A top physician warned on Monday that autoimmune diseases like Type 1 diabetes and celiac may be aggravated this year amid the coronavirus pandemic. Professor Tufan Tükek, who heads the Faculty of Medicine at Istanbul University, says the prevalence of such diseases was inevitable in the year following the pandemic. “Viruses serve as a mechanism that pull the trigger for autoimmune diseases,” Tükek said.
Autoimmune diseases, which also include thyroid issues, are the result of the body attacking its own tissues. The coronavirus causes the immune system to start producing “attacking” antibodies.
On the other hand, the coronavirus’s lingering symptoms, seen in recovered patients, also remain a threat for those already suffering from autoimmune diseases. Studies show that the symptoms further impact blood sugar levels and aggravate its management by causing fatigue and affecting memory retention.

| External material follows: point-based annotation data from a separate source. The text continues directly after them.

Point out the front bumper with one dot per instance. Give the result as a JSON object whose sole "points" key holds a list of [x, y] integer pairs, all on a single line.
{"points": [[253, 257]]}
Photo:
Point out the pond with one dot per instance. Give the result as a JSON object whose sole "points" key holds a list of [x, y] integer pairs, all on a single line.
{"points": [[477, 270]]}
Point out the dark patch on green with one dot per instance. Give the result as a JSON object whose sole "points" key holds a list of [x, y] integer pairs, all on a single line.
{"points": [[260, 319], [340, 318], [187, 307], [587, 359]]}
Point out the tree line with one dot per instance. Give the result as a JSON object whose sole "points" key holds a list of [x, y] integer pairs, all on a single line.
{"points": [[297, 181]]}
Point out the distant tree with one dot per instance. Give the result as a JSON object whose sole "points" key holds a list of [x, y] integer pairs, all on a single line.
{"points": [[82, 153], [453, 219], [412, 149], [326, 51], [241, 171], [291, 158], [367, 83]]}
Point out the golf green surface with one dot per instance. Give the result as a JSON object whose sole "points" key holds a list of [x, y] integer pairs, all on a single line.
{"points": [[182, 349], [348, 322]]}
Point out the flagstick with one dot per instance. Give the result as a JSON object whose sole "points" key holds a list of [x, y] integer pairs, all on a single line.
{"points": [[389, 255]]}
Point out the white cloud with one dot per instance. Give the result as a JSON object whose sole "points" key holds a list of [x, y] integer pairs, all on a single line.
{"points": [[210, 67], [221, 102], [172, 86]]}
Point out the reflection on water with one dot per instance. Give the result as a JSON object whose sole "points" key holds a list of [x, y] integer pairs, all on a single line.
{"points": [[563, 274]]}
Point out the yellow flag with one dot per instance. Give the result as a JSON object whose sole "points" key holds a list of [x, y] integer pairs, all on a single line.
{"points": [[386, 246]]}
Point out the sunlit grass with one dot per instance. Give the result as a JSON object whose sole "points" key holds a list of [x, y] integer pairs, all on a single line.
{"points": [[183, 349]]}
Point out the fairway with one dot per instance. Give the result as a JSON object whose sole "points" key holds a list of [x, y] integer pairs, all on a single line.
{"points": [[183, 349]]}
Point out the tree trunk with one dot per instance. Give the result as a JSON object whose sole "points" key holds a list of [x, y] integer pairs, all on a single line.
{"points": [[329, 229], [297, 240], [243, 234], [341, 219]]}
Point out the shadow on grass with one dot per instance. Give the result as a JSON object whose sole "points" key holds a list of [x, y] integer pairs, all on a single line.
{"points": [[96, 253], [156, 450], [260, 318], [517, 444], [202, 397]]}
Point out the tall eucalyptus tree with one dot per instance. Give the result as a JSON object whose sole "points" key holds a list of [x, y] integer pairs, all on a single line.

Istanbul University was the first in the country to set up an observation center for recovered coronavirus patients, a few months after the virus made its foray into the country in March 2020. So far, nearly 4,000 patients have been monitored. Tükek told Demirören News Agency (DHA) on Monday that "long COVID-19" symptoms were mostly diarrhea in the early days of the pandemic, but they were now seeing forgetfulness and hair loss among recovered patients, after a second wave of the pandemic. In this post-COVID-19 era, Tükek said they also increasingly see blood clots.
Dr. Huzeyfe Arıcı, a doctor at the observation center, said that for some patients lingering COVID-19 symptoms can continue for up to eight weeks. “We have patients suffering from back pain that long, something that cannot be cured by painkillers. We also see an increasing number of cases with memory lapses,” he underlined.
Zekavet Altay, 62, one of the first coronavirus patients in Turkey, is among those being monitored at the center. She was hospitalized in March 21, 2020, and recovered in 18 days, but she still suffers from back pain. “I was diagnosed with the virus when there were only eight people that had died of the disease in Turkey. It has been almost one year, but I still suffer symptoms. I cannot climb up a flight of stairs without breathing problems. I feel tired even when I stay home and don’t do much, and I cannot breathe,” she said.